You put the specimen on here and it folds over. So, this is the full 6 sonometers, it sticks to it, and then you have the numbers on the outside so they can access it. That goes in formaldehyde, this carrier – that’s what it looks like in real life. It’s a polyester woven fabric. This goes into formaldehyde, it then goes into the cassette, it gets embedded with wax, and then it goes on the microtome, so they never have to remove the specimen from the carrier.
So, when you’re left with the information – this patient, for example, one of Dr. Crawford’s patients, had one biopsy Gleason 6. Came in for a mapping biopsy with the software, and he ended up having five lesions with Gleason 6, which is kind of intriguing now. Not only does this patient have five lesions Gleason 6, he’s not one or two. What are you going to do with this patient?
This might be the type of patient where you take all five lesions, you batch them together, you send it off to genomic health. They tell you on all of the five lesions, not on one that you encounter, but all five, that the GPS score is low. That’s probably as close to 100% as you can get, and knowing that patient is correct for active surveillance.
Here’s another patient that had one core at Gleason 7 on his TRUS biopsy. He went through the mapping and he ended up with four cores Gleason 6, and four cores Gleason 7. This might be a patient you could actually do focal therapy on because you could do this area and you can do each of these three lesions.
So, now we have the ability to have a road map, because this information can be uploaded to any type of treatment-planning system, whether it be cryo, whether it be focal brachy, it really doesn’t matter. You just have access to the lesions. That shows you how the cassette sits in the lab and looks on the slide.
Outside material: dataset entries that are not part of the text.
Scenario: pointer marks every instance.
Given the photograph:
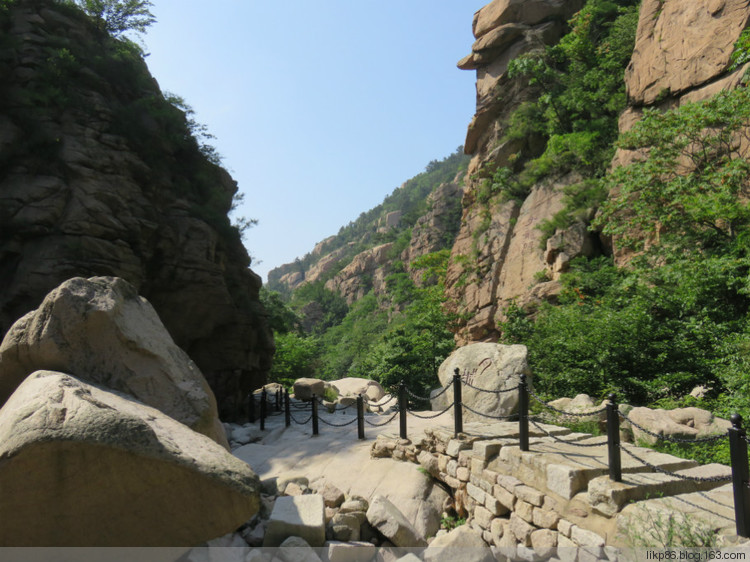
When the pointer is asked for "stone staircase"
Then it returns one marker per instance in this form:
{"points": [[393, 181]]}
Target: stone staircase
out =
{"points": [[561, 486]]}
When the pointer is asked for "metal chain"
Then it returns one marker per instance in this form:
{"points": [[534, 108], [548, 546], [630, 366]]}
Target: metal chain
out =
{"points": [[299, 422], [442, 391], [430, 416], [564, 413], [680, 476], [335, 409], [417, 396], [380, 404], [489, 415], [389, 420], [711, 439], [338, 424], [466, 383], [540, 428]]}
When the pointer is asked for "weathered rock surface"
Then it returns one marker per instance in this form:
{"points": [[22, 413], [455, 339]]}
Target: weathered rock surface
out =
{"points": [[680, 423], [84, 466], [101, 331], [353, 386], [473, 548], [305, 388], [487, 366], [91, 186], [368, 265], [297, 516], [682, 45], [391, 523]]}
Selection of surveillance candidate can be improved with MRI, targeted biopsies, or transperineal biopsies. So, selection. Targeted focal therapy requires precise location of all significant lesions, and then a road map for treatment planning. The jury is out as to whether some or all lesions need to be treated, and that we’re going to need to answer in time.
Proof of success of lesion eradication remains elusive, because at the end of the day, just like I showed you in the Ahmed study, you have to prove that you’ve gotten rid of those cancers, because we’re not taking out the prostate. You can’t rely on PSA. So, that’s probably going to mean going back to the exact same site, whether it be six months or a year later, and prove the cancer’s gone, to know that we’re actually comfortable with the system.